Version en vigueur au 14 juin 2024


  • Les représentants légaux sont informés par le ministère public ou, selon le cas, la juridiction d'instruction ou de jugement, des décisions prises à l'égard du mineur.
    Cette information se fait par tout moyen sauf lorsqu'il en est disposé autrement.
    Le mineur a le droit d'être accompagné par ses représentants légaux :
    1° A chaque audience au cours de la procédure ;
    2° Lors de ses auditions ou interrogatoires si l'autorité qui procède à cet acte estime qu'il est dans l'intérêt supérieur de l'enfant d'être accompagné et que la présence de ces personnes ne portera pas préjudice à la procédure ; au cours de l'enquête l'audition ou l'interrogatoire du mineur peut débuter en leur absence à l'issue d'un délai de deux heures à compter du moment où celles-ci ont été avisées.
    Les représentants légaux du mineur sont convoqués à toutes les audiences des juridictions pour mineurs et, si nécessaire, lors de ses auditions et interrogatoires.
    Lorsque l'information des représentants légaux ou l'accompagnement du mineur par ces derniers n'est pas possible ou n'est pas souhaitable, les informations mentionnées aux alinéas précédents sont communiquées à un adulte approprié et le mineur est accompagné par cet adulte, dans les cas et selon les modalités prévues par le présent code.

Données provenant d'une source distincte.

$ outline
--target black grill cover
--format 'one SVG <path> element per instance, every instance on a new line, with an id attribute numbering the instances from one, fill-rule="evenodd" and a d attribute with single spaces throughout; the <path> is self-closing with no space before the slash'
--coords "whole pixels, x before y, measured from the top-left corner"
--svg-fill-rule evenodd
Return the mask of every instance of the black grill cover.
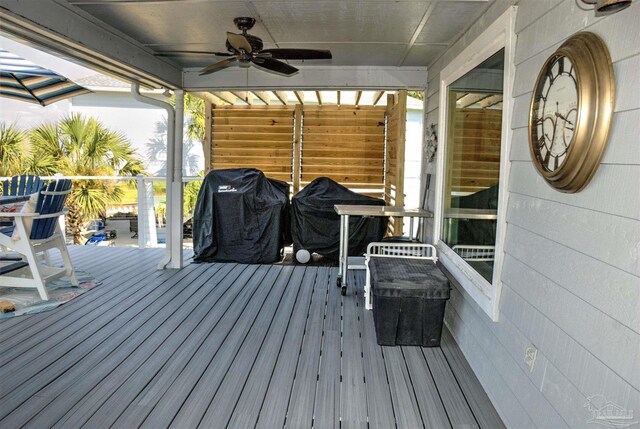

  • L'information des droits dont le mineur bénéficie n'est pas délivrée aux titulaires de l'autorité parentale et le mineur n'est pas accompagné par ceux-ci lorsque cela :
    1° Serait contraire à l'intérêt supérieur du mineur ;
    2° N'est pas possible, parce que, après que des efforts raisonnables ont été déployés, aucun des titulaires de l'autorité parentale ne peut être joint ou que leur identité est inconnue ;
    3° Pourrait, sur la base d'éléments objectifs et factuels, compromettre de manière significative la procédure pénale.
    Dans les cas visés aux alinéas précédents, le mineur peut désigner un adulte approprié, qui doit être accepté en tant que tel par l'autorité compétente, pour recevoir ces informations et pour l'accompagner au cours de la procédure. Lorsque le mineur n'a désigné aucun adulte ou que l'adulte désigné n'est pas acceptable pour l'autorité compétente, le procureur de la République, le juge des enfants ou le juge d'instruction désigne, en tenant compte de l'intérêt supérieur de l'enfant, une autre personne pour recevoir ces informations et accompagner le mineur.
    Cette personne peut également être un représentant d'une autorité ou d'une institution compétente en matière de protection de l'enfance, notamment un représentant ad hoc figurant sur la liste dressée en application de l'article 706-51 du code de procédure pénale.


  • L'adulte approprié a pour rôle de :
    1° Recevoir l'information relative aux différentes mesures prononcées à l'égard du mineur et des droits qui lui sont notifiés ;
    2° L'accompagner lors des audiences et le cas échant, lors de ses auditions ou interrogatoires si l'autorité qui procède à cet acte estime qu'il est dans l'intérêt supérieur de l'enfant d'être accompagné et que la présence de ces personnes ne portera pas préjudice à la procédure. Au cours de l'enquête, l'audition ou l'interrogatoire peut débuter en l'absence de ces personnes à l'issue d'un délai de deux heures à compter du moment où celles-ci ont été avisées.
    L'adulte désigné peut demander un examen médical du mineur gardé à vue. Si cet adulte n'a pas pu être joint dès le début de la garde à vue, l'examen médical du mineur est obligatoire.

  • Lorsque les représentants légaux du mineur poursuivi ne défèrent pas à la convocation à comparaître devant un magistrat ou une juridiction pour mineurs, ce magistrat ou cette juridiction peut, d'office ou sur réquisition du ministère public, ordonner qu'ils soient immédiatement amenés par la force publique devant lui ou devant elle pour être entendus.

    Dans tous les cas, les représentants légaux qui ne défèrent pas à la convocation peuvent, sur réquisitions du ministère public, être condamnés par le magistrat ou la juridiction saisi à une amende dont le montant ne peut excéder 3 750 euros et à un stage de responsabilité parentale.

    Cette amende peut être rapportée par le magistrat ou la juridiction qui l'a prononcée si les représentants légaux défèrent aux convocations ultérieures.

    Les personnes condamnées en application du premier alinéa peuvent former opposition de la décision devant le tribunal correctionnel statuant à juge unique dans le ressort duquel la juridiction qui l'a prononcée a son siège, dans les dix jours à compter de sa notification.